This paper proposes a new conceptual frame for the study of analogue video aesthetics in digital culture. Updating Guy Debord’s notion of a “society of the spectacle” (1994), it will argue that we have entered an age of retrospectacle whose dominant signifier is an aesthetics of “remanence”—a term that fuses the magnetic materiality of analogue video with the cultural situation in which it finds itself today.
Today, a variety of digital media objects have rendered the “VHS style” look ubiquitous. As retro fixation fixates the image of remanence decay in digital code, it raises important questions about the tension between historical authenticity and artifice. Comparing three very different works produced through processes of analogue-digital remediation, the paper will show how the aesthetics of remanence constitutes a shared visual variable of digital culture, whose relation to the concept of authenticity remains highly heterogeneous and irreducible to simulacra.
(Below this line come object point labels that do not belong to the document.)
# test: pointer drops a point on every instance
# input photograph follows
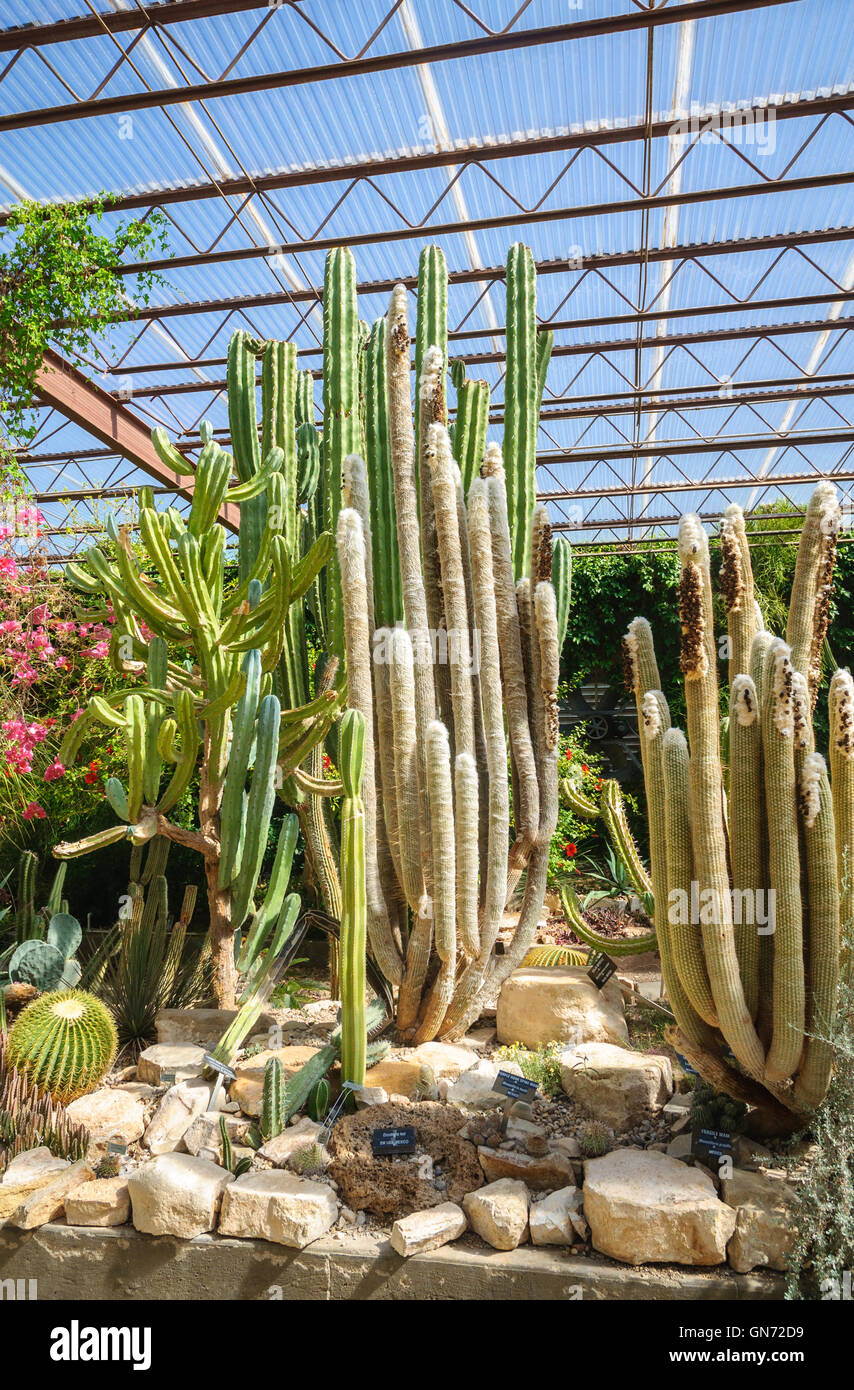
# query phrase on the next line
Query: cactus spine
(207, 715)
(273, 1101)
(783, 843)
(441, 769)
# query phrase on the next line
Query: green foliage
(824, 1215)
(59, 284)
(540, 1065)
(64, 1043)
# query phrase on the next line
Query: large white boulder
(554, 1005)
(278, 1207)
(500, 1212)
(177, 1194)
(765, 1225)
(615, 1084)
(427, 1230)
(174, 1116)
(647, 1208)
(558, 1219)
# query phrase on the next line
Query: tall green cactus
(353, 908)
(438, 859)
(214, 713)
(764, 986)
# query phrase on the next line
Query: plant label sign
(220, 1066)
(601, 968)
(392, 1141)
(515, 1087)
(711, 1146)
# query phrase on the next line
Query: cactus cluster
(63, 1043)
(214, 710)
(748, 854)
(477, 640)
(29, 1118)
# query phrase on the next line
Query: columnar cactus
(213, 708)
(747, 870)
(434, 691)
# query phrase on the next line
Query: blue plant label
(220, 1066)
(516, 1087)
(601, 968)
(394, 1141)
(710, 1146)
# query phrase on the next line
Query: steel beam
(474, 150)
(95, 410)
(454, 52)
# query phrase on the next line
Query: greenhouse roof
(682, 173)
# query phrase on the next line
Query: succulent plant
(63, 1043)
(273, 1105)
(778, 838)
(594, 1139)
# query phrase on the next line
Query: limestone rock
(445, 1059)
(280, 1148)
(110, 1114)
(205, 1133)
(405, 1183)
(555, 1005)
(49, 1201)
(249, 1087)
(476, 1086)
(765, 1228)
(500, 1212)
(202, 1027)
(32, 1165)
(102, 1203)
(647, 1208)
(174, 1116)
(177, 1194)
(184, 1059)
(615, 1084)
(540, 1173)
(370, 1096)
(557, 1219)
(427, 1230)
(278, 1207)
(395, 1076)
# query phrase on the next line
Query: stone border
(120, 1262)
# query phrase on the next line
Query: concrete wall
(85, 1264)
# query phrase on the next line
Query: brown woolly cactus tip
(493, 464)
(693, 659)
(732, 570)
(629, 677)
(779, 659)
(840, 702)
(744, 702)
(810, 788)
(431, 389)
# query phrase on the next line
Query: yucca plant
(155, 968)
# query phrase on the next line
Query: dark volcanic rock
(442, 1168)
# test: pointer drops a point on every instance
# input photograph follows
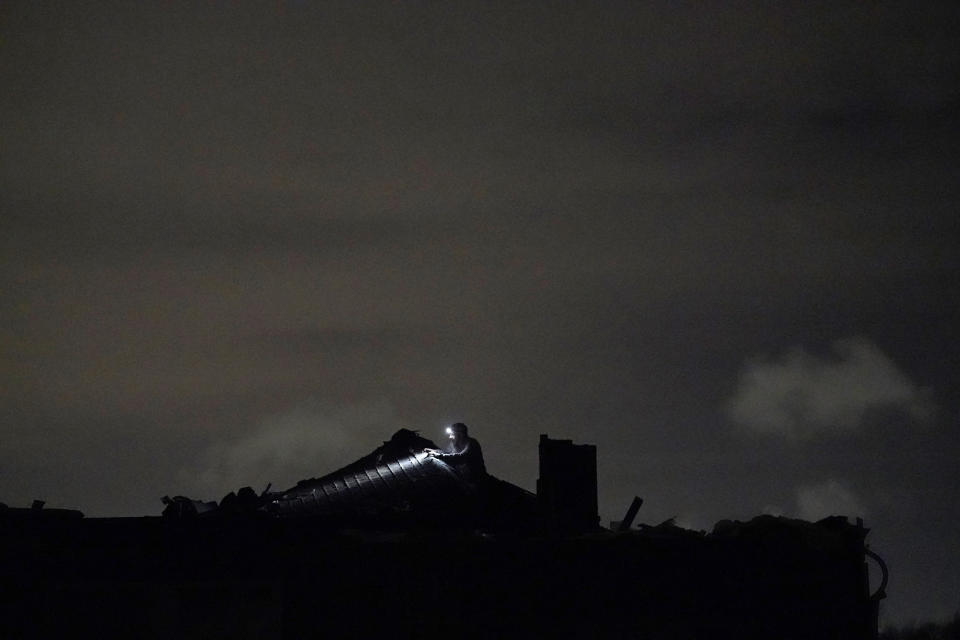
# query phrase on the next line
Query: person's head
(457, 433)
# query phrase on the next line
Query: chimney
(567, 486)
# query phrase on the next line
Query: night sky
(244, 243)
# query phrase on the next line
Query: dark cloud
(223, 224)
(803, 395)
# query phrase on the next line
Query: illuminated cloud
(803, 394)
(309, 440)
(830, 498)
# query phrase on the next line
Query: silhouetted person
(463, 453)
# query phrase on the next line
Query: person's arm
(448, 456)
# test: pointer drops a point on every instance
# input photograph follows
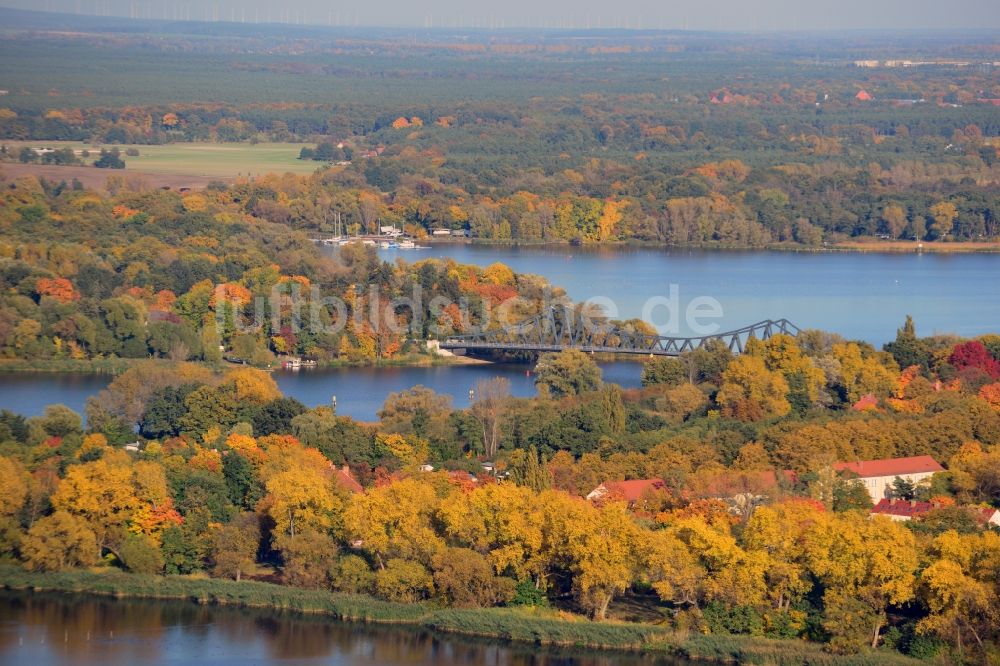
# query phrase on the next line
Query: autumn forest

Mark Leckey’s video art work “Fiorucci Made Me Hardcore” (1999) is a “disarmingly sincere” (Higgins 2015) treatment of technostalgia; rapper Joey Bada$$’s music video “Fromdatomb$” (David M. Helman, 2012) manifests hip hop’s credo of keepin’ it realby adding traces of analogue grain to its digital texture; and the ‘80s action pastiche Kung Fury (David Sandberg, 2015) playfully undermines both historical authenticity and medium specificity through its indiscriminate alloy of analogue and digital problems.